People keep dogs around because we have evolutionary instincts that find them cute, and we also have an evolutionary need for companionship, neither of which really applies to an AI. We also need biological food, which means we keep plants and animals around in general. And still, there have been plenty of cases where we wanted something, like oil, and we got it by killing all the whales. We wanted land for farming, and destroyed many, many entire species by cutting down forests. We keep cattle around just to eat them, and once we get artificial meat right, probably the number of cattle is going to drop drastically.
This is humans doing this, and we're not even that smart, or that relentless. We get tired, we get "good enough" and stop, but we don't know how to build an AI that just tries to do the simple thing and stops. I mean, there's even the known problem that an AI who only tries for good enough will itself likely end up designing an AI that tries really hard. Look at us--it's what we're doing!
Can you imagine humanity, but 100% focused on maximizing profit, with everyone working around the clock to produce, produce, produce? Can you imagine trying to write laws to cover every possible externality, every possible way that people might pollute the environment, consume too much natural resources, or screw up the things that capitalism doesn't cover?
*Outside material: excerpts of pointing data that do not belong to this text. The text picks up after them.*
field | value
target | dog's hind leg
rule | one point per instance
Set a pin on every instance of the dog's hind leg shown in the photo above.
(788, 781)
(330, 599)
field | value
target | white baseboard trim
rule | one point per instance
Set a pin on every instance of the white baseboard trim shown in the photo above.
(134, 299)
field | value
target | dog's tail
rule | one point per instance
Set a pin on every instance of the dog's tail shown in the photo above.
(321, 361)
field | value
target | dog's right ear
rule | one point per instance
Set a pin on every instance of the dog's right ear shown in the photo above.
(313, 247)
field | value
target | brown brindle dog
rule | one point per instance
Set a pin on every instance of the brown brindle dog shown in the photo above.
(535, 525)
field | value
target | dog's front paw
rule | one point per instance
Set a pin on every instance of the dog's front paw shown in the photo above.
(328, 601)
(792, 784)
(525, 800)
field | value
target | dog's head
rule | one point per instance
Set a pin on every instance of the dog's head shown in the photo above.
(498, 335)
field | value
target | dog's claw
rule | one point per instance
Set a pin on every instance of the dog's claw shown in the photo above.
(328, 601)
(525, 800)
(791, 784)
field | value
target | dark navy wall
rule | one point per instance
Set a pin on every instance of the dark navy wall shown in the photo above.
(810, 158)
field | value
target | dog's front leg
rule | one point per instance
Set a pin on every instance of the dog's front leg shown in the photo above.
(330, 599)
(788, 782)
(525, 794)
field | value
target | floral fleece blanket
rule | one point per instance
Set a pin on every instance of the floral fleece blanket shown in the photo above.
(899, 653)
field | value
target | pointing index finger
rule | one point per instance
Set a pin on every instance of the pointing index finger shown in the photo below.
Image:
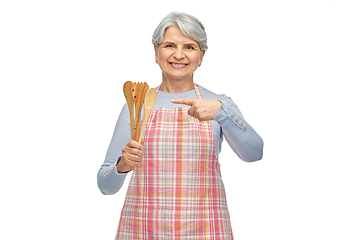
(186, 101)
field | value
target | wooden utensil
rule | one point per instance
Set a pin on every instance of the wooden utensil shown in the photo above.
(138, 93)
(150, 99)
(139, 97)
(130, 102)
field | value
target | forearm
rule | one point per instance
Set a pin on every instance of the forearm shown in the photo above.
(109, 179)
(242, 138)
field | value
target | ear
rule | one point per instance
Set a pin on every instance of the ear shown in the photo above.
(202, 56)
(156, 54)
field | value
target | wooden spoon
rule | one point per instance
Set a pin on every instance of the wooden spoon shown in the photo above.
(150, 99)
(130, 102)
(139, 97)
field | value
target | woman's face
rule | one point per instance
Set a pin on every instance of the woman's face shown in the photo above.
(178, 56)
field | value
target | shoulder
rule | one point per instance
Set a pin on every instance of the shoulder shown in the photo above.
(207, 94)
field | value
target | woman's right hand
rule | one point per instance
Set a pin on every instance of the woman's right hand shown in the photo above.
(131, 156)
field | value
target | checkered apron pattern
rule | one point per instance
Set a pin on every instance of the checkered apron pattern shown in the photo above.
(178, 192)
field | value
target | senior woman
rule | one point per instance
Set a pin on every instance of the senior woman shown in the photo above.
(178, 193)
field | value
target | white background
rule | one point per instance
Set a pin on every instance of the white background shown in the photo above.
(291, 66)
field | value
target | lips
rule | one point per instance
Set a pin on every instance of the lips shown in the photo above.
(178, 65)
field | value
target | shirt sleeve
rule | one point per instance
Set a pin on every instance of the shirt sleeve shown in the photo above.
(242, 138)
(109, 179)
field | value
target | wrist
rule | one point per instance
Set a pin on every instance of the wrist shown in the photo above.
(120, 168)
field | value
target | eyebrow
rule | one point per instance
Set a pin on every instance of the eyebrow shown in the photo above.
(186, 44)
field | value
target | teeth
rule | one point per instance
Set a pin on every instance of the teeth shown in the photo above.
(175, 64)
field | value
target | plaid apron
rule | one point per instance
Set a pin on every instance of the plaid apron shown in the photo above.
(178, 192)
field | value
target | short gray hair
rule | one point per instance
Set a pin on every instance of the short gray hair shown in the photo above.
(190, 26)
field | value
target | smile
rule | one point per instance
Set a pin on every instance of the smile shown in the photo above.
(178, 65)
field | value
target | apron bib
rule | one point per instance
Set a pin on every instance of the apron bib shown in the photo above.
(178, 193)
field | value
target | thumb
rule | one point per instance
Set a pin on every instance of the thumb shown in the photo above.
(186, 101)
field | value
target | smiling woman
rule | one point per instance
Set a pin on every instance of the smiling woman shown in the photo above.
(178, 191)
(178, 58)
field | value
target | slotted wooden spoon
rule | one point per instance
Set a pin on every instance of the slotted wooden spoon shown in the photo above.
(139, 98)
(150, 99)
(130, 102)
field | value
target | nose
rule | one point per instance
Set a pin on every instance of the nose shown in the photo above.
(178, 54)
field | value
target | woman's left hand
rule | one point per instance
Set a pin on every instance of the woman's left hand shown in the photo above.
(202, 109)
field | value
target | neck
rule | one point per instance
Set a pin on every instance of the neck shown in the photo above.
(176, 86)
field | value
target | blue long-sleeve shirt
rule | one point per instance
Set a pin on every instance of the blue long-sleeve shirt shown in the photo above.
(228, 122)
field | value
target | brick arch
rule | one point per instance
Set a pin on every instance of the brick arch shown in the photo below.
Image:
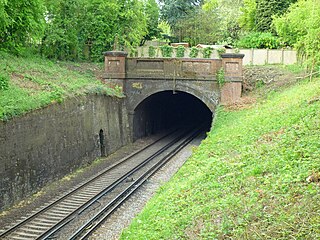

The fear with AGI is that the lessons we learn trying to align lesser AIs (which we are not even close to being able to do) will not generalize to higher levels of intelligence, which are coming very quickly. Alignment is a very hard problem, like putting a lander on the moon, and right now we're at the stage where the people working on these AIs are trying to launch rockets and figure out the equations for trajectory while it's on its way. "We'll try to have the first AIs we build align the later ones" is an actual thing that people think is a legitimate strategy. And I agree with Eliezer Yudkowsky -- it would be fine if each mis-aligned superintelligent AI we build would only kill a couple million people like a nuclear bomb, instead of being deadly.
Even folks like Paul Christiano who are more optimistic, but take alignment seriously, are not very optimistic: https://www.lesswrong.com/posts/AyNHoTWWAJ5eb99ji/another-ou...
I'm gonna be honest -- I tried learning more about what actual people who work in AI alignment think about this issue, hoping that I could find something to reassure myself, but I can't find anything that makes me think we have much of a chance. There's nothing special about humanity -- it's entirely possible that most of our paths into the future involve extinction. Maybe all paths do, eventually, but on the hope that there's some sort of future that isn't a paperclip universe, I'm pushing really hard to make sure everyone understands what we're in for. I may be wrong -- I really hope I am. If not, I'm sorry.